Raymond nodded at the bar window and the man standing alone on the corner in front of the church. “Guy hit me up for a buck. First time it’s ever happened to me around here.”
“Got me, too. Broke my heart. Guy used to come in here, a regular at the bar. So I gave him the buck. Used to be, someone said ‘I’m hungry, pal, can you spare something?’ you told him ‘Get a job. Go to work.’ Not no more. Say, how’s your granddaughter?”
“Terrific, thanks,” Raymond said. “Bouncing back, chicken pox can’t lick her. She’s got the O’Hara constitution. We walked the dog tonight, and you won’t believe what she says. ‘Got your gun, Grandpa?’”
“How come?”
“Kids.” Raymond shrugged. “They got kids scared, crap they hear on TV, in school.”
“Hey, let me tell you something, I wouldn’t mind having mine back. My wife and me, both ex-Bureau, so you’d think they’d at least let us share one. This is New York, right, not Virginia, not some crazy place. I’d feel a lot better. Even if I only ever got to use it once.”
“For what?” Raymond said.
“A Sicilian.”
“Mob?”
“No such luck. Jerk smuggling salamis, no DOA license. Guy had a warehouse full of meat, just off Court Street. Pulls a knife on me. He lost a kidney.”
“Good salamis?”
“Best, if you go for garlic. Really, you don’t miss a weapon?”
“Nothing happens. C’mon, life’s good. It’s like embassy duty, retired.”
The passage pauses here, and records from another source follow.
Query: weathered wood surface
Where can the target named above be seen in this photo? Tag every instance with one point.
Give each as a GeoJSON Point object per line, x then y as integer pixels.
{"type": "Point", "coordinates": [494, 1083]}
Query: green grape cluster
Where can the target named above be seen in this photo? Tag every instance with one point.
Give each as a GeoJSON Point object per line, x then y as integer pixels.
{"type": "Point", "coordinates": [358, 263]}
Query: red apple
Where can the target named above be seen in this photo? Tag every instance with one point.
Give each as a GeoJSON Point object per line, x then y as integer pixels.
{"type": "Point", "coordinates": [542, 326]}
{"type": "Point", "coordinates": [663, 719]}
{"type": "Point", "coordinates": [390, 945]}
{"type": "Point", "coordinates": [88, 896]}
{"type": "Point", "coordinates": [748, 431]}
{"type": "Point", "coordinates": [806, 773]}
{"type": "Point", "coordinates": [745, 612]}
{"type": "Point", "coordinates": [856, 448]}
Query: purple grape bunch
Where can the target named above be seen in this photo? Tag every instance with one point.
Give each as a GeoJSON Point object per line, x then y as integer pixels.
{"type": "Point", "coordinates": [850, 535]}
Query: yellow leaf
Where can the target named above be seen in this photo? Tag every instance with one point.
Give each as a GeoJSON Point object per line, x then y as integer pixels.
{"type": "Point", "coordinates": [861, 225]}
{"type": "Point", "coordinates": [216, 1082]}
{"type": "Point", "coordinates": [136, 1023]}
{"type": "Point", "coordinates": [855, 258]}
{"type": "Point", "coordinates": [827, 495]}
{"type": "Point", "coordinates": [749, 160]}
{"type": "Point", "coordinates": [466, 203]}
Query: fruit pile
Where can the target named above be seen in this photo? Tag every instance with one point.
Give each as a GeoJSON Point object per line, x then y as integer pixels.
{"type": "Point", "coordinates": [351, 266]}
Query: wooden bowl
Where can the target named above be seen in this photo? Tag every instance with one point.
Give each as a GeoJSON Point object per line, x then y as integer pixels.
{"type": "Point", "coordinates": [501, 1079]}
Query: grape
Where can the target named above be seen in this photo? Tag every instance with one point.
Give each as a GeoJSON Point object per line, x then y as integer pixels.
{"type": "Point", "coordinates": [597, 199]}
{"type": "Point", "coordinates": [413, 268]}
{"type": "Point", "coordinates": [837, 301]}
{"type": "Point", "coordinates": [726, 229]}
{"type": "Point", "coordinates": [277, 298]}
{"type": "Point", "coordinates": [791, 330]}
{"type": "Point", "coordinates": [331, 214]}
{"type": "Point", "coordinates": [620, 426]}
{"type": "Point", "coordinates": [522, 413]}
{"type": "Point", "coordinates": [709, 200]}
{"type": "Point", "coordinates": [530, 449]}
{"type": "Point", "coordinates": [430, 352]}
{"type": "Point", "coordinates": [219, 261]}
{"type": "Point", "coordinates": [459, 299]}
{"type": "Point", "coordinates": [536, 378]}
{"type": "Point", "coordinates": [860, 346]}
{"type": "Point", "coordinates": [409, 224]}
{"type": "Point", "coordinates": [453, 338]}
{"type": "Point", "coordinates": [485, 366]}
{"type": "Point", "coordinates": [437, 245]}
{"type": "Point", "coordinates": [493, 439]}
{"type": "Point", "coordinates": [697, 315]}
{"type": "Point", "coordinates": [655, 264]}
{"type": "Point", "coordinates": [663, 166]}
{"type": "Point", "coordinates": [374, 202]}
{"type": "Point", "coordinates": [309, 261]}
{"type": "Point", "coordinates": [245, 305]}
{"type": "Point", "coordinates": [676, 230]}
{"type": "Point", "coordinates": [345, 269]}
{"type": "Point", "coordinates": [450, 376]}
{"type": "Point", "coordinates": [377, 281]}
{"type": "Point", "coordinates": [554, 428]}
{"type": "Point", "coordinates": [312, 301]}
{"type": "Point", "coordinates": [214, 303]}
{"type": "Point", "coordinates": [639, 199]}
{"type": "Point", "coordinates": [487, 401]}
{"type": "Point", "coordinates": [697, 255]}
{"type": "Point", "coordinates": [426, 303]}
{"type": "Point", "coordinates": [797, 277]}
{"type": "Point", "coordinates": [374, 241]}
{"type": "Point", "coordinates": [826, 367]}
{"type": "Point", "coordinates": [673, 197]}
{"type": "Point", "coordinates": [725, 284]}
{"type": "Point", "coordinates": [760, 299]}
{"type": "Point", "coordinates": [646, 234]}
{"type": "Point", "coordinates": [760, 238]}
“Tell me about it, I always wanted embassy work. See the world, sock away the allowance. Brussels, I was hoping for, supposed to have the world’s best beers. Figured I’d get it for being a good boy, couple of years left in the Bureau, last post before retirement. No f***ing way.”
“What happened?”
“Clinton’s what happened. I spent two years in Little Rock, drilling barflies.”
“They got beer in Little Rock,” said Raymond.
“And more bimbos than Vegas. They don’t even speak English. Listen to that drawl for two years? Coming back to Brooklyn, believe me, Ray, like going to heaven.”
“Find any there?”
“Any what—”
“Bimbos who blew Clinton.”
“You kidding? They all did, you listen to them. Every one of them thought they’d get retirement money, swearing they knelt before the commander in chief. ‘On a stack of Bibles, Officer, he’s got a wart on it, left side.’ So much bullshit, I couldn’t wait to get back to New York. Meantime, camel jockeys are planning the Towers. So Bush gets in, then what? Same old. Who listens to us? Bush sure as shit didn’t. They got the Bureau drilling tourists, for Chrissakes. F***ing waste. Glad you’re retired? I sure as hell am.”
“No argument from me. Another round?”
The bartender brought Raymond O’Hara and Brendan Ryan two glasses of draft beer.
“And a couple of balls with that,” Raymond said. “What the hell, retirement, right. Just a drop. But you know, I don’t blame the Bureau, I don’t hate them.”
“Of course not, me neither. I’m grateful. People who hate? My experience, Ray, they’re f***-ups. Hate puts you in as much crap as too much loving. Prudence, all that kind of stuff we used to get. The nuns and brothers were right. That’s what I miss now. Prudence.”
The bartender filled two shot glasses with Tullamore Dew.
Raymond lifted his. “To retirement.”
“No shit.”
They knocked back the whiskey, and returned to sipping beer. And so the night rolled on, beers, wee drops, heads shaking.